The research team has combined numerous approaches to evaluate TRPV4 channel activity in response to temperature and osmotic stimuli: electrophysiological and calcium imaging, techniques that allow depletion of the phosphatidylinositol-4,5-biphosphate (PIP 2) lipid from the plasma membrane, site-directed mutagenesis of the channel protein and FRET-based intermolecular interaction of TRPV4 subunits labeled with fluorescent proteins.

The study concludes that TRPV4 requires the interaction of PIP 2 with a stretch of positive charges at the N-tail of the channel protein in order to be activated by hypotonicity and heat.
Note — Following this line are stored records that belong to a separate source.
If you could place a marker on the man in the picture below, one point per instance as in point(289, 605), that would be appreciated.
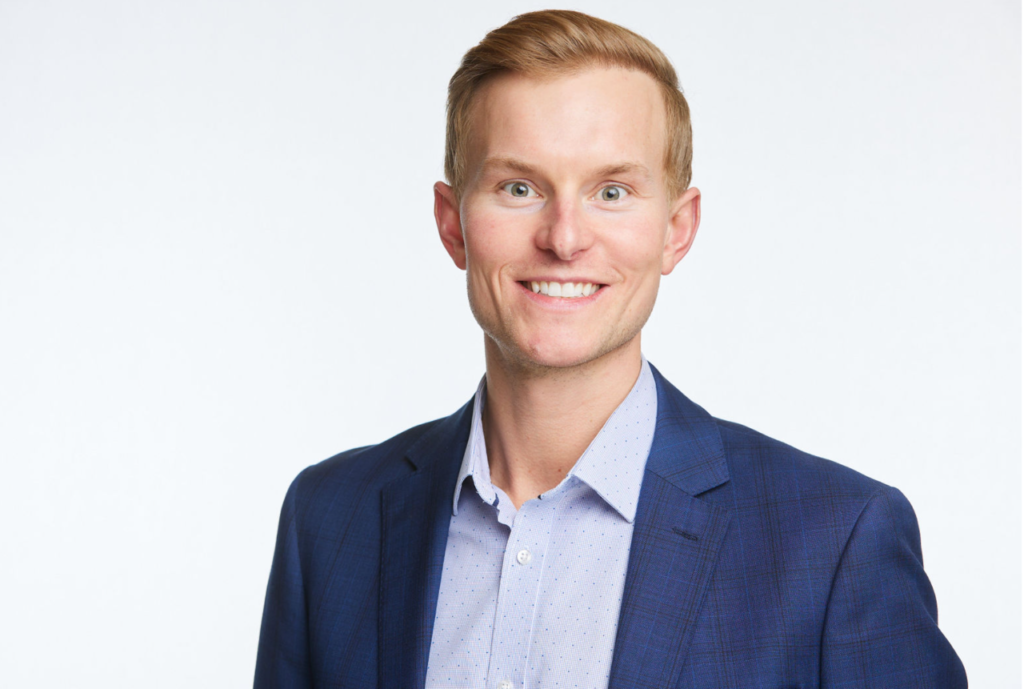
point(580, 522)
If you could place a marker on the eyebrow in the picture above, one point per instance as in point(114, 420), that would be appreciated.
point(524, 168)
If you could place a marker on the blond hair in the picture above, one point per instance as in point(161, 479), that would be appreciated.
point(555, 42)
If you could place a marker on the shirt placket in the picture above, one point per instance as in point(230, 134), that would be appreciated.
point(522, 569)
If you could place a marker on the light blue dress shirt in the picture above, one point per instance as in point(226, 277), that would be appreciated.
point(529, 599)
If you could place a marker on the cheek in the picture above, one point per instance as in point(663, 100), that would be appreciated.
point(639, 248)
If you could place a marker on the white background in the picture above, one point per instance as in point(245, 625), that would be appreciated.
point(218, 265)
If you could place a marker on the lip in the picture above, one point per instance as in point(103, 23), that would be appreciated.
point(560, 302)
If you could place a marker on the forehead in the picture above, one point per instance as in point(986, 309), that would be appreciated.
point(570, 123)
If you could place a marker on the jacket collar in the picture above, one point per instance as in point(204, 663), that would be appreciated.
point(687, 449)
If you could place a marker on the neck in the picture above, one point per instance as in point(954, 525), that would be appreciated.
point(538, 422)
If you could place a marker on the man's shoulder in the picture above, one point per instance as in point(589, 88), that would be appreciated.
point(361, 469)
point(765, 466)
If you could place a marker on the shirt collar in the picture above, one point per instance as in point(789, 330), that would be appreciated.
point(613, 463)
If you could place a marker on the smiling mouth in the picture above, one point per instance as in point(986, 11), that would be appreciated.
point(563, 290)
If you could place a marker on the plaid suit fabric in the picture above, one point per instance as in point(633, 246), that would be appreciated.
point(753, 564)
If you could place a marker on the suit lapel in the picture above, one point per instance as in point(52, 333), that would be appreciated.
point(416, 514)
point(675, 548)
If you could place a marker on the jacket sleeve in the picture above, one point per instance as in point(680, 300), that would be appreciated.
point(283, 658)
point(881, 626)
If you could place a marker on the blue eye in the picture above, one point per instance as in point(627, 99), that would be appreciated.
point(519, 189)
point(612, 192)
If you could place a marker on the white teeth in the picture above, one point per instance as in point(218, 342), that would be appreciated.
point(563, 290)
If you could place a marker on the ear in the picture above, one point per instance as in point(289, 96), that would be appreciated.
point(683, 225)
point(449, 223)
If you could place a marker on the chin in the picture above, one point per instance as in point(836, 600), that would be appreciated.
point(560, 353)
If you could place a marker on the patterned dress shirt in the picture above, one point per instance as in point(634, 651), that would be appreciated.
point(529, 598)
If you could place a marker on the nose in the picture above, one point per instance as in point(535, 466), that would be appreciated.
point(564, 230)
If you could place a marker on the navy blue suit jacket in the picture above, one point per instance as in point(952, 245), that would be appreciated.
point(753, 564)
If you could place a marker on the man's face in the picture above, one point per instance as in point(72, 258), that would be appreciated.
point(565, 195)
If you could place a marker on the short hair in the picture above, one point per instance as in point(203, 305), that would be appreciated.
point(554, 42)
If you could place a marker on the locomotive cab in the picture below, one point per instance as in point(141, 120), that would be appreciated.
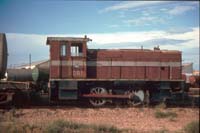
point(67, 64)
point(67, 57)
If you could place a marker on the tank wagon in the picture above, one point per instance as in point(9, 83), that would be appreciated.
point(101, 75)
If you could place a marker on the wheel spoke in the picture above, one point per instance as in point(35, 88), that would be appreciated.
point(98, 102)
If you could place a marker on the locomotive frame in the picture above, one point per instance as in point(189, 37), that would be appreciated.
point(77, 72)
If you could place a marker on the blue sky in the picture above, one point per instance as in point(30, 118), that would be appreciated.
point(110, 24)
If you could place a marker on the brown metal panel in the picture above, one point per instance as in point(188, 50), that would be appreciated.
point(54, 72)
point(78, 68)
point(126, 72)
point(115, 73)
point(103, 72)
point(164, 74)
point(152, 73)
point(140, 74)
point(176, 73)
point(55, 51)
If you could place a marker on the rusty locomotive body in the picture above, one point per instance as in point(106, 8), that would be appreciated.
point(74, 72)
point(101, 75)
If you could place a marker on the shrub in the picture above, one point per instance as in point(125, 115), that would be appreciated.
point(192, 127)
point(60, 126)
point(159, 114)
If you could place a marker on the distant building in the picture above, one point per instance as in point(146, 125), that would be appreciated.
point(187, 68)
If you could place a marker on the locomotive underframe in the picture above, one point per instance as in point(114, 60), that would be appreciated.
point(74, 89)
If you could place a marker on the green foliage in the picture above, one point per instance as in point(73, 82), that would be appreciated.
point(192, 127)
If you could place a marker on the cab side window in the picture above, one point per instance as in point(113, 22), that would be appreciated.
point(63, 50)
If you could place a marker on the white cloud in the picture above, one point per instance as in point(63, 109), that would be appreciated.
point(144, 20)
point(113, 26)
point(180, 10)
point(20, 45)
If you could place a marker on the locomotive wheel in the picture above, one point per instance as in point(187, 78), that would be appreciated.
point(136, 97)
point(97, 102)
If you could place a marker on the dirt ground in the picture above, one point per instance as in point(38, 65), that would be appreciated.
point(139, 119)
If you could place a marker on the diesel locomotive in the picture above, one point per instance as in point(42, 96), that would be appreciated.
point(135, 76)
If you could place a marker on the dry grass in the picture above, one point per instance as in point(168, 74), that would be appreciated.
point(73, 119)
point(192, 127)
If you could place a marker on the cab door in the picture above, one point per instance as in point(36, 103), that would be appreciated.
point(78, 58)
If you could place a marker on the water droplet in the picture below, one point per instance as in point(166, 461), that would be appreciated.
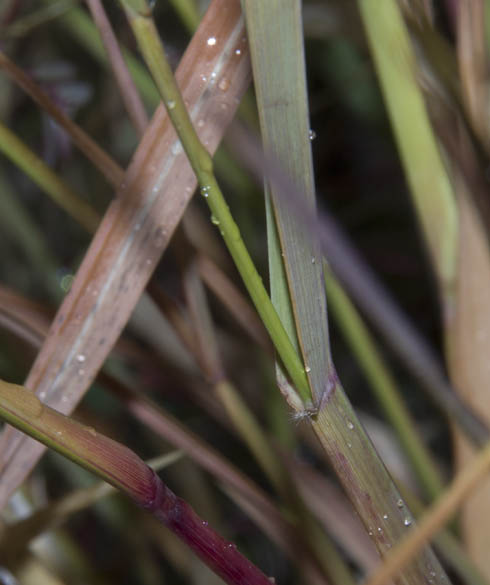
point(224, 84)
point(160, 237)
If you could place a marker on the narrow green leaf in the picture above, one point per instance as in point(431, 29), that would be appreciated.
point(276, 41)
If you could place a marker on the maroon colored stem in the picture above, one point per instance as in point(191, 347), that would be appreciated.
point(220, 555)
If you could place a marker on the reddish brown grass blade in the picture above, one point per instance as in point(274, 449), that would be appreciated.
point(134, 232)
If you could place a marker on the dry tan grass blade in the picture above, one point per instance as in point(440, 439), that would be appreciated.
point(134, 232)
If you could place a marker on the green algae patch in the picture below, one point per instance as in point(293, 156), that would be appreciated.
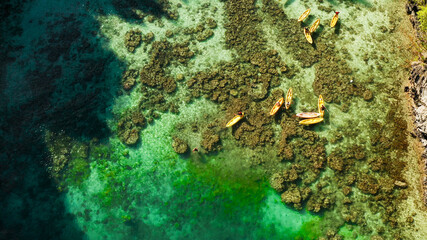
point(309, 230)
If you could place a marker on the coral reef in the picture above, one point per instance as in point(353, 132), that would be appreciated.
point(133, 39)
point(129, 78)
point(210, 141)
point(129, 126)
point(162, 53)
point(179, 145)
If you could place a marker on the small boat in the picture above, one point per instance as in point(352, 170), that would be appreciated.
point(235, 119)
point(276, 106)
point(311, 121)
point(288, 101)
point(304, 15)
point(321, 106)
point(308, 115)
point(334, 19)
point(308, 35)
point(315, 26)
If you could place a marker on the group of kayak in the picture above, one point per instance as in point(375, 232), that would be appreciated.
point(307, 31)
point(308, 117)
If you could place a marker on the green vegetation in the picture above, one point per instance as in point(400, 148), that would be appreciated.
point(422, 16)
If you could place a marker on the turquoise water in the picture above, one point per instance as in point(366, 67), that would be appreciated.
point(93, 109)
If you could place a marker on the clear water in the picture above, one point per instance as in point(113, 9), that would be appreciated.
point(67, 174)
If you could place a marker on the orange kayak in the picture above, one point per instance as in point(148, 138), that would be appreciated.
point(235, 119)
point(334, 19)
point(308, 35)
point(288, 101)
point(304, 15)
point(315, 26)
point(321, 106)
point(276, 106)
point(308, 115)
point(311, 121)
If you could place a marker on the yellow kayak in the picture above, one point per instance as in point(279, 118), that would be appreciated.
point(308, 115)
point(308, 35)
point(304, 15)
point(334, 19)
point(276, 106)
point(235, 119)
point(311, 121)
point(315, 26)
point(321, 106)
point(288, 101)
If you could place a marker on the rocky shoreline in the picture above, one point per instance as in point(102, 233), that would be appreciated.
point(418, 92)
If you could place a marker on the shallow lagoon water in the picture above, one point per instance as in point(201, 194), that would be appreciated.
point(66, 169)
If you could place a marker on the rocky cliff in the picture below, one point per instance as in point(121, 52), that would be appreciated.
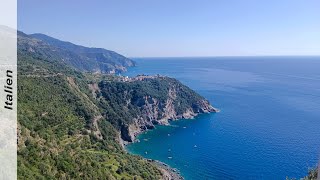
point(151, 100)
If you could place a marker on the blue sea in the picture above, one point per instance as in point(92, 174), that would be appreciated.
point(268, 126)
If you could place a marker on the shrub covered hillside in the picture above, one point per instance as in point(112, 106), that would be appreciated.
point(72, 123)
point(62, 134)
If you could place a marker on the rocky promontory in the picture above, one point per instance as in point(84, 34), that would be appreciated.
point(145, 101)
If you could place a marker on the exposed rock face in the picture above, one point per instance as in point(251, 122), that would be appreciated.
point(163, 99)
point(152, 116)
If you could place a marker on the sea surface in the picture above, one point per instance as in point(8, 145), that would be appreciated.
point(268, 127)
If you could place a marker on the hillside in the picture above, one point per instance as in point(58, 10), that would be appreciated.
point(71, 123)
point(82, 58)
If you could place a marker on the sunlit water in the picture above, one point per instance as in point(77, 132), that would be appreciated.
point(268, 127)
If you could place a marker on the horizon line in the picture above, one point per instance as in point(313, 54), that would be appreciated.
point(224, 56)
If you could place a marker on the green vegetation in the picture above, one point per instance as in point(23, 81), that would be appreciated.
point(71, 122)
point(57, 136)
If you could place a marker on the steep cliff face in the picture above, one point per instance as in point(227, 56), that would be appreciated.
point(151, 100)
point(85, 59)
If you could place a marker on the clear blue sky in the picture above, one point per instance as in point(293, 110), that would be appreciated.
point(139, 28)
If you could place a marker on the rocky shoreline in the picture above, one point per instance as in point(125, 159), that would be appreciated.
point(169, 173)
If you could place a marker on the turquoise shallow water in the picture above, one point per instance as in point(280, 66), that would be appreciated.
point(268, 127)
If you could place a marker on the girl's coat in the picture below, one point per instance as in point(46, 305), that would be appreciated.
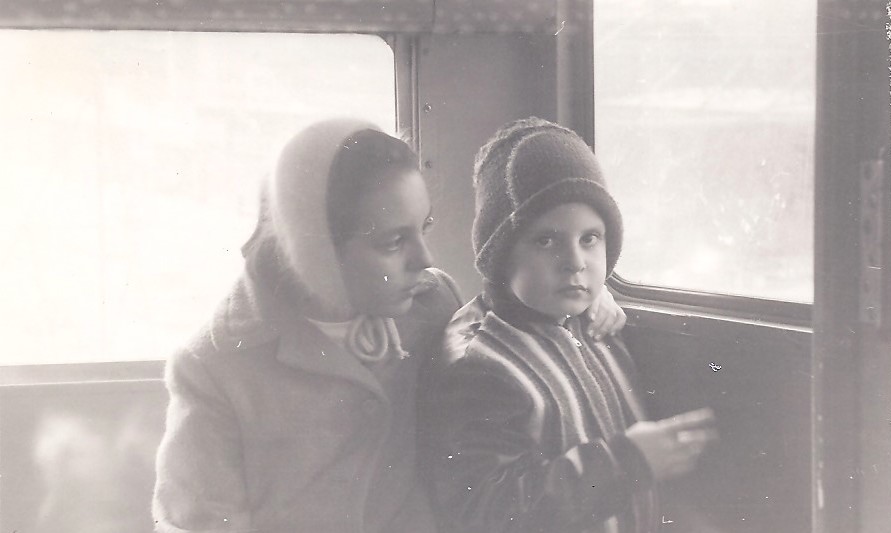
point(273, 428)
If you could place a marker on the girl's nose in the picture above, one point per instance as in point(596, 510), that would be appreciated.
point(422, 257)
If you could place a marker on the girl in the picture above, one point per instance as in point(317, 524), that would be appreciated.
point(294, 408)
point(534, 426)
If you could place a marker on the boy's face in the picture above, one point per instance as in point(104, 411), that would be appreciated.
point(558, 264)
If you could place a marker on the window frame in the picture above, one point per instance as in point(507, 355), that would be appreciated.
point(642, 295)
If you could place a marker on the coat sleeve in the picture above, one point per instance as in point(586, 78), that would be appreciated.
point(491, 474)
point(200, 483)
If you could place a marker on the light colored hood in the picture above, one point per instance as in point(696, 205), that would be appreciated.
point(297, 210)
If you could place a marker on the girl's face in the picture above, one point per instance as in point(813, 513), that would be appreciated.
point(381, 263)
point(558, 264)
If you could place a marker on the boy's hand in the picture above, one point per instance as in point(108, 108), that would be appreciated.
point(673, 445)
point(606, 316)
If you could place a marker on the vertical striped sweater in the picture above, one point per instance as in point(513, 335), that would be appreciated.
point(525, 430)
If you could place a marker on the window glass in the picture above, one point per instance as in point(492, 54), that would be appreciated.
point(130, 173)
point(704, 124)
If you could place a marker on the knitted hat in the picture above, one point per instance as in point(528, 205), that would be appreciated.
point(528, 167)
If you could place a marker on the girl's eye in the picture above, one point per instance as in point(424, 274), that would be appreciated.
point(544, 241)
point(393, 244)
point(590, 238)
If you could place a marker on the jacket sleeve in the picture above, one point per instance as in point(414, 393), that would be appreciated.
point(491, 474)
point(200, 484)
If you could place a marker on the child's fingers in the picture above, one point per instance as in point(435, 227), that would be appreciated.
point(697, 436)
point(690, 419)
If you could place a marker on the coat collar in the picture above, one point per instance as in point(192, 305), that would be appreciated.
point(261, 309)
point(304, 347)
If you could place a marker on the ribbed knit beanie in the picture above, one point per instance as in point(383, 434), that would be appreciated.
point(528, 167)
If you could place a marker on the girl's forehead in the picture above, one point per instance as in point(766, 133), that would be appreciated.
point(395, 202)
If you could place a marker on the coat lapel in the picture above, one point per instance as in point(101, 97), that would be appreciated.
point(303, 347)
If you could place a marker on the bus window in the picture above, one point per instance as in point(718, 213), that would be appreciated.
point(131, 163)
point(704, 124)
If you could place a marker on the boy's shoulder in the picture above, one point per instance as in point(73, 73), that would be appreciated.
point(462, 330)
point(476, 332)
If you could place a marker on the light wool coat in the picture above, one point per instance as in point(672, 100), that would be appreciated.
point(273, 428)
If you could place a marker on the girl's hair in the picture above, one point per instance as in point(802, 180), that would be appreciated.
point(365, 160)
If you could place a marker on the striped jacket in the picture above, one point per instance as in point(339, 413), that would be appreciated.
point(525, 430)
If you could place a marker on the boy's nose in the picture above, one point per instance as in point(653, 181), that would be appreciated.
point(573, 260)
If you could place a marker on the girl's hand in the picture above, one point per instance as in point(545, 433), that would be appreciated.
point(606, 316)
point(673, 445)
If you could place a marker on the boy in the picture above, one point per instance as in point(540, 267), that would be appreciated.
point(532, 424)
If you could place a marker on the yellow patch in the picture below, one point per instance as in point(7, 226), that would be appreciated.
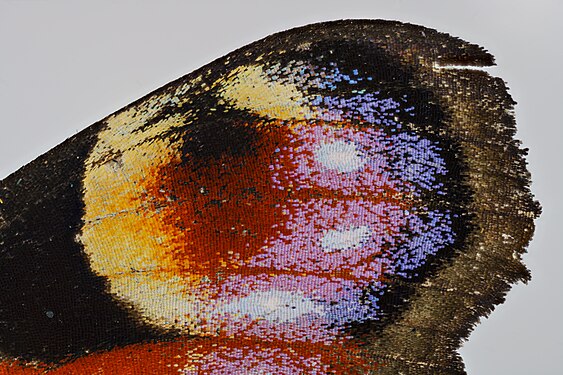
point(122, 234)
point(249, 88)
Conditions that break down PIP 2, for example, following the activation of G-protein coupled receptors, preclude the activation of TRPV4.

The study provides the first piece of structural evidence suggesting that PIP 2 interaction with the channel brings the cytosolic tails closer to the plasma membrane, generating a more distended cytosolic region that facilitates the opening of the channel gate and the crossing of ions in response to heat and hypotonic cell swelling.

Reference study: Phosphatidylinositol-4,5-biphosphate-dependent rearrangement of TRPV4 cytosolic tails enables channel activation by physiological stimuli. Anna Garcia-Elias, Sanela Mrkonjić, Carlos Pardo-Pastor, Hitoshi Inada, Ute A. Hellmich, Fanny Rubio-Moscardó, Cristina Plata, Rachelle Gaudet, Rubén Vicente and Miguel A. Valverde. PNAS. doi: 10.1073/pnas.1220231110 . 20/5/2013.